Sunday, 29 September 2013

The Last Opportunity To Give Peace A Chance

Norman Lamont writes:

Just occasionally one feels that one may be witnessing history in the making. President Rouhani’s visit and speech to the UN could represent a fundamental change in relations between the West and Iran. On the other hand, it could be yet another missed opportunity.

After the Iranian PR offensive – the Jewish New Year greetings, the denial of  Holocaust denial – it would have been impossible for President Rouhani’s speech to have lived up to expectations.  This was not the second coming of the Messiah.  In the event, the President’s speech was partly addressed to hardliners in Tehran and Obama’s speech was the more conciliatory.

Are the Iranians for real this time?  The message to the public was “let’s make a  deal quickly; we are different from Ahmadinejad; we are not a threat to anyone; it can be win-win; we don’t want just to settle this issue, but also to improve relations generally”.

Significantly, after the meeting of Foreign Minister Zarif and Secretary Kerry, together with European foreign ministers, the briefing from the Americans was that this was a completely different and surprising Iranian approach – something quite new. 

Even William Hague, whose reaction to the Rouhani speech had been somewhat grudging, sounded positive. Last night, we had the dramatic news of President Obama’s telephone conversation with President Rouhani.
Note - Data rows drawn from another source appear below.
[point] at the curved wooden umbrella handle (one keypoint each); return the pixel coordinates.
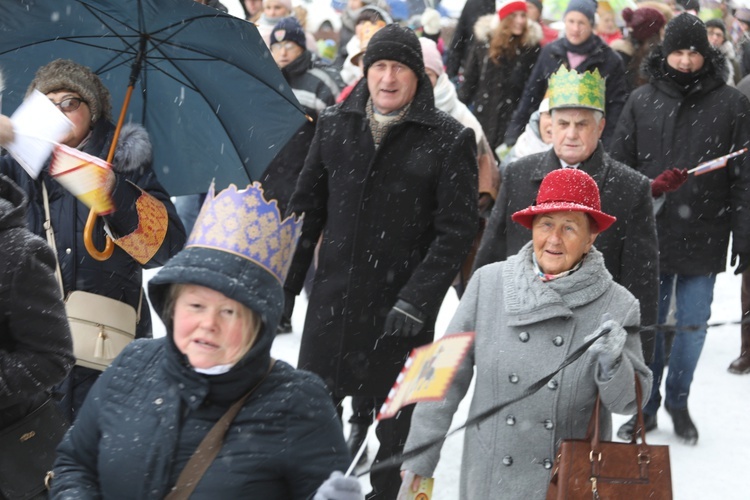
(88, 241)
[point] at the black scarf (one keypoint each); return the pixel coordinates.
(586, 47)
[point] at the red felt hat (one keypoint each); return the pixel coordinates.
(511, 6)
(566, 190)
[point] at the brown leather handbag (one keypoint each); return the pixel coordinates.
(593, 469)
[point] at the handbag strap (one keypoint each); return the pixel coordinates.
(209, 448)
(51, 241)
(51, 237)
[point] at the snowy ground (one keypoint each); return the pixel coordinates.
(719, 405)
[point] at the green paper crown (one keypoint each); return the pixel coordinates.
(570, 89)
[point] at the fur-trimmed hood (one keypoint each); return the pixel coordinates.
(134, 149)
(713, 73)
(486, 24)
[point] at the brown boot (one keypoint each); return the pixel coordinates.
(741, 365)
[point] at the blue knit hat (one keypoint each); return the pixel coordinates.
(585, 7)
(289, 29)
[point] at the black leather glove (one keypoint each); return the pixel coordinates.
(289, 298)
(404, 320)
(744, 261)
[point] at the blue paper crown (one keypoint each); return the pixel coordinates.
(243, 223)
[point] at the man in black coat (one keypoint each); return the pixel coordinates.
(629, 246)
(684, 116)
(581, 50)
(390, 184)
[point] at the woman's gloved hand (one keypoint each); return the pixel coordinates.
(608, 348)
(338, 487)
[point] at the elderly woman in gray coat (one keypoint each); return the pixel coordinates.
(529, 313)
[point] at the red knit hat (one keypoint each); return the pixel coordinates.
(643, 22)
(509, 7)
(566, 190)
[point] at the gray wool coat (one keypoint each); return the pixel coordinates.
(525, 328)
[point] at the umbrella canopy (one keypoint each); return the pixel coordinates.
(206, 87)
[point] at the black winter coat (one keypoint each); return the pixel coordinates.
(396, 223)
(629, 246)
(494, 88)
(148, 413)
(663, 127)
(36, 351)
(315, 87)
(554, 55)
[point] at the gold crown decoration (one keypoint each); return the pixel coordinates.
(243, 223)
(570, 89)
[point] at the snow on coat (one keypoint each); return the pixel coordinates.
(36, 351)
(629, 246)
(524, 327)
(396, 223)
(661, 128)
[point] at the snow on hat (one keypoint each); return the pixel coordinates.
(566, 190)
(509, 7)
(432, 59)
(686, 31)
(717, 23)
(285, 3)
(289, 29)
(430, 21)
(585, 7)
(395, 43)
(64, 74)
(643, 22)
(536, 3)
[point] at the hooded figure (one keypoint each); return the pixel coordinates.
(221, 299)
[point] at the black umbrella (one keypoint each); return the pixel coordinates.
(205, 85)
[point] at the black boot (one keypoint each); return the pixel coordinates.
(357, 436)
(625, 432)
(683, 425)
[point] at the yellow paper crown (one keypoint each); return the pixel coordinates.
(570, 89)
(243, 223)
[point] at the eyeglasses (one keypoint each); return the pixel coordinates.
(69, 104)
(288, 46)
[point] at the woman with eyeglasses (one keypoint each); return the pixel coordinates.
(85, 101)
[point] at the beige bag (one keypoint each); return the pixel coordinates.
(101, 327)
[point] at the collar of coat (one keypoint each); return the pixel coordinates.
(595, 165)
(422, 109)
(529, 300)
(714, 76)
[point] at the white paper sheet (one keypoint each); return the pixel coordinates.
(37, 126)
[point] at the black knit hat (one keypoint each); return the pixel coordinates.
(395, 43)
(686, 31)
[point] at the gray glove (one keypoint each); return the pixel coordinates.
(608, 348)
(404, 320)
(338, 487)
Now that is a truly historic moment, and shows America is taking the Iranian overtures seriously.

The hardliners on both sides increasingly resemble each other.  They could still sabotage any attempt at reconciliation. In Tehran, conservatives’ websites are sniping at President Rouhani for “walking into a trap”.  The US Congress, with exquisite timing, passed a bill proposing a complete embargo on Iran just as he took office.  Even now, Senator Graham is preparing a bill to permit war against Iran.

Of course, it is right to be cautious. People justly point to the appalling human rights abuses, the bloody episodes in the history of the Islamic Republic and the hateful rhetoric of the former President Ahmadinejad against Israel.

But Iran is too an important a country to be ignored or locked in a cupboard. We  have to live with Iran and have to deal with it – just as the US decided it had to deal with China.

The Iranian nuclear issue is too dangerous to be left unresolved.  A military strike against Iran would run the risk of setting the whole Middle East alight.  Worse still, it would almost certainly not eliminate the Iran nuclear programme, but would impel them to weaponise it.

Yes, sanctions have indirectly helped to bring Iran to a more reasonable position. Voters in Iran demanded an improvement in relations with the West so as to ease the economic stress.

But there is plenty of resentment against the West because of sanctions. It would be a bad mistake to believe that a further tightening of the screw would either collapse the regime or force it to surrender. If anything, the siege economy strengthens the regime.

Henry Kissinger once said that he wished Iran could behave more like a state and less like a cause. The signs are that many people in the country and the regime want Iran to be a normal country. Yes, there are still radical thugs, but there are also pragmatists and reformists.

Once before in 2001 and 2003, when the reformists last had the upper hand in Iranian politics, the West gave them a cold shoulder, and many people have regretted it ever since. In 2003, the Iranians offered the West a nuclear deal that it would certainly grab today.

There are countries in the Middle East that, for their own political reasons, will do anything to prevent a settlement with Iran. Some Gulf States play up the Iranian threat so as to put themselves forward as indispensable allies of the United States. The citizens of these same states fund the West’s enemies in the form of Al Qaeda affiliates.

For Israel, the fears are more understandable.  But even Ehud Barak has said the Iran is not and cannot be an “existential threat” to Israel. Iran is a weak country militarily, whose entire air force could quickly be wiped out by that of Abu Dhabi.

The outline of a settlement of the nuclear issue is known already and attainable:  a combination of shipping out some stocks of uranium, limiting the number of centrifuges, capping the level of enrichment and, at the same time, insisting Iran accepts much more intrusive inspections.

 But the West will have to recognise Iran’s insistence on self-sufficiency in the fuel cycle.  Closing Fordow, or the whole nuclear programme, is a non-starter.

The window for a deal will not remain open indefinitely.  President Rouhani has indicated as much.  His own position will be undermined if the West drags its feet. A deal with appropriate safeguards is in the interest not just of Iran but also of the West.

This is almost certainly the last opportunity to resolve this matter peacefully.  It would be a tragedy not to give peace a chance.